Or la publicité commerciale, avec son pluralisme constitutif, apparaissait tout à la fois comme la conséquence de cette dissolution des repères de la certitude et comme une réponse infiniment démultipliée à l’incertitude nouvelle. Elle en était la conséquence, puisqu’elle surgissait de l’anxiété suscitée par le retrait du religieux : la « superstition de la réclame » succédait à la foi en Dieu et à l’obéissance au Prince ; et simultanément elle répondait au désarroi par une prolifération d’images et de noms qui constituaient, comme le disait Émile Zola, autant de « guides infaillibles » dans les innombrables décisions qu’appelaient les tâches et les gestes de chaque jour. Comme pour métaphoriser le sentiment d’appartenance à une époque vidée de Dieu, post-monarchique et où nulle tête ne maîtrisait plus de corps politique mystiquement soudé dans toutes ses parties, Edgar Allan Poe avait décrit l’attraction universelle de Newton par la tendance de chacun des atomes à se rallier, non pas à un lieu concret ou abstrait, mais à un principe : « Leur source est dans le principe Unité.
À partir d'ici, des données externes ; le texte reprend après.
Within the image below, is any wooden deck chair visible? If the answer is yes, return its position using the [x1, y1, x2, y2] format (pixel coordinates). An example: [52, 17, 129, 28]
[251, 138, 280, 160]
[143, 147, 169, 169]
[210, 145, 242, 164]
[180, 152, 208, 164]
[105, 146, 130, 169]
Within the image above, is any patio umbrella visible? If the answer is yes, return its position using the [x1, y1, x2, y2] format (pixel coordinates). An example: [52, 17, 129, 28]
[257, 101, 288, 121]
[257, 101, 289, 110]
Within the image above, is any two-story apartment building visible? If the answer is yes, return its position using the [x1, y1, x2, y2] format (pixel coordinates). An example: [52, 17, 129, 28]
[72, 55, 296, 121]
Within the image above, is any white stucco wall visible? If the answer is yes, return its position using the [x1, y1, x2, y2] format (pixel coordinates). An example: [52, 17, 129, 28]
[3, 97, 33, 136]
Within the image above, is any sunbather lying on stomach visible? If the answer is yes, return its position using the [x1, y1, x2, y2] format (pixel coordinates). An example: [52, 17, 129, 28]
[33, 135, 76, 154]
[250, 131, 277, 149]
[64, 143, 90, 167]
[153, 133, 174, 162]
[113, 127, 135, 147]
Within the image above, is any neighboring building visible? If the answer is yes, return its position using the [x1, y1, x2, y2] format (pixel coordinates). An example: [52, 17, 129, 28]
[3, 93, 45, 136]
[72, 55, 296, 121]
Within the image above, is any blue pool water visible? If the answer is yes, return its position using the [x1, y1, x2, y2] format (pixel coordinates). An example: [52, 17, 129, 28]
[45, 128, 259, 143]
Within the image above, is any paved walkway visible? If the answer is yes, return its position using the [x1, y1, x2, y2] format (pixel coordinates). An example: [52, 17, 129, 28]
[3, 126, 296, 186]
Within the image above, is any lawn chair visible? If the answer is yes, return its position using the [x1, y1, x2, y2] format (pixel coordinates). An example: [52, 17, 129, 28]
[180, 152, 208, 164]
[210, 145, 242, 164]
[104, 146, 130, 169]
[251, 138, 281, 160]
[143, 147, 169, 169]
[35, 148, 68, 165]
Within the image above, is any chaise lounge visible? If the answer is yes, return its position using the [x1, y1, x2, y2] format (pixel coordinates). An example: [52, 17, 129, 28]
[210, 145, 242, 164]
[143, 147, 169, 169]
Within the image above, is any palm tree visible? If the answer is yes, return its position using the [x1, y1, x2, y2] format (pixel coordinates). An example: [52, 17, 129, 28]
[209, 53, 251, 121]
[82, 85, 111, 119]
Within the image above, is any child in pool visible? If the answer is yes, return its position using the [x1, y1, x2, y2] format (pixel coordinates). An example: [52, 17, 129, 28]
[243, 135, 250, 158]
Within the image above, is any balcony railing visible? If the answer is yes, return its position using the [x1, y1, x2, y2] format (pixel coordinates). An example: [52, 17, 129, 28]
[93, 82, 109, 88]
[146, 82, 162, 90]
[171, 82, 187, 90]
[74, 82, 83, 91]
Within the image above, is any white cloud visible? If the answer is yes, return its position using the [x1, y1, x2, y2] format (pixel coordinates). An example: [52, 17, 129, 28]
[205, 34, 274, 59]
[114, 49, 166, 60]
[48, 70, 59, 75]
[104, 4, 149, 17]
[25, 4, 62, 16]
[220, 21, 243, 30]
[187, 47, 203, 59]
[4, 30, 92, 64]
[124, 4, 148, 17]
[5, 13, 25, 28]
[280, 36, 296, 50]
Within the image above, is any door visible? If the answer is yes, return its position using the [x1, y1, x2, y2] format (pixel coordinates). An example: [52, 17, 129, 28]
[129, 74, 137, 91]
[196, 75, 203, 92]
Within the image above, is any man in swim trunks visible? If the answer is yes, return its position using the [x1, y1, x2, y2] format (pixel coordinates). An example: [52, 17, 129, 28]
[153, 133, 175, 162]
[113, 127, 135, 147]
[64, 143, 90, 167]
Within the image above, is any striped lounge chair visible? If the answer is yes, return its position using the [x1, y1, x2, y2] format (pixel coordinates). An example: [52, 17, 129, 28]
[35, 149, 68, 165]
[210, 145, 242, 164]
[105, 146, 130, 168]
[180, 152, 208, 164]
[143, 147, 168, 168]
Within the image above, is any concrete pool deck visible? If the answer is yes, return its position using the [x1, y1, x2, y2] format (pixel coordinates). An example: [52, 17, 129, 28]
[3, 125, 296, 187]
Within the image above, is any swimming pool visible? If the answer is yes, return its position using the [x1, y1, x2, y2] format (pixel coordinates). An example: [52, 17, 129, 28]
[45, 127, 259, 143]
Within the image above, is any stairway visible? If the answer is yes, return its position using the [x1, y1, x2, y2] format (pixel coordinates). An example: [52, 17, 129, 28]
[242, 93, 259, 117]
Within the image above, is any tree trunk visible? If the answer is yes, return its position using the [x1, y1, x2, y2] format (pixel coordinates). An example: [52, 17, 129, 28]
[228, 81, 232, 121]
C’est là le père qu’ils ont perdu. C’est là ce qu’ils cherchent toujours, immédiatement, dans toutes les directions, partout où ils peuvent le trouver, même partiellement ; apaisant ainsi, dans une certaine mesure, leur indestructible tendance, tout en faisant route vers leur absolue satisfaction finale21. » Ainsi pourrait-on également décrire les sujets modernes de la démocratie : en deuil du principe Unité, mais le cherchant toujours, dans toutes les directions, pour tenter d’apaiser leur soif.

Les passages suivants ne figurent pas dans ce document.